Wendt first looked at HTML downloads. Bots should have a high percentage. Browsers pull down smaller percentages.

More than 90 percent of the nulls pulled down nothing but HTML — typical bot behavior.

A single measurement wasn’t enough, so Wendt devised a second based on another marker of bot behavior: politeness.

Bots could suck down Web pages from a server so fast it would shut down the server to anyone else, he said.

That might prompt the site administrator to block them.

So bots take turns. “They say, ‘Hey, give me a page,’ then they may crawl a thousand other sites taking one page from each,” Wendt said. “Or they might just sit there spinning their wheels for a second, waiting, and then they’ll say, ‘Hey, give me another page.’”

Some behavior is “bursty”
Browsers go after only one page but want all images, code, and layout files for it instantly. “I call that a burst,” he said. “A browser is bursty; a crawler is not bursty.” Bursts equal a certain number of visits within a certain number of seconds.

Ninety percent of declared bots had no bursts and none had a high burst ratio.
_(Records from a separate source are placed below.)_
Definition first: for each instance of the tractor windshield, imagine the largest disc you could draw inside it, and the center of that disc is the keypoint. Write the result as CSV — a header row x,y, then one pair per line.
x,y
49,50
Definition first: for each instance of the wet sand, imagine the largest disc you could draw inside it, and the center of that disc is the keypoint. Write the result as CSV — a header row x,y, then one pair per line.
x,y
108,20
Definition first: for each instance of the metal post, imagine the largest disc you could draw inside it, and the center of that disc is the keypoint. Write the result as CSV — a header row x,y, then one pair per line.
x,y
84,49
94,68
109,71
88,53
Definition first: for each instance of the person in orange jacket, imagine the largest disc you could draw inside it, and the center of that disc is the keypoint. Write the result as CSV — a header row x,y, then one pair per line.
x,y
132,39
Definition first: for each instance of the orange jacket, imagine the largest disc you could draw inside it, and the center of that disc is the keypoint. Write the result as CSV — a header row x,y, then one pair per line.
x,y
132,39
Sixty percent of nulls also had no bursts, lending credence to Wendt’s identification of them as bots.

Forty percent, however, showed some bursty behavior, making them hard to separate from browsers. However, normal browser behavior also falls within set parameters. When Wendt combined both metrics, most nulls fell outside those parameters.

That left browsers who behaved like bots. “Now, are all these people lying to me? No. There could be reasons somebody would fall into this category and still be a browser,” he said. “But it distinctly increases suspicions.”

He also looked at IP addresses. Unlike physical addresses, IP addresses can change. Say you plug your laptop into the Internet at a coffee shop, which assigns you an IP address. After you leave, someone else shows up and gets the same IP address. So an IP address alone doesn’t necessarily distinguish users.

There is another identifier: a particular browser on a particular operating system, which leads to what is called a user agent string. There are thousands of distinct strings.

IP addresses and user agent strings can collide, but Wendt said odds are dramatically lower that two people will collide on the same IP address and user agent string within a short period such as a day. That tells him they are probably different people.

Now he needs to bridge the gap between splitting groups and identifying targets of ill-intentioned emails. He has submitted proposals to further his research after the current funding ends this spring.

“The problem is significant,” he said. “Humans are one of the best avenues for entering a secure network.”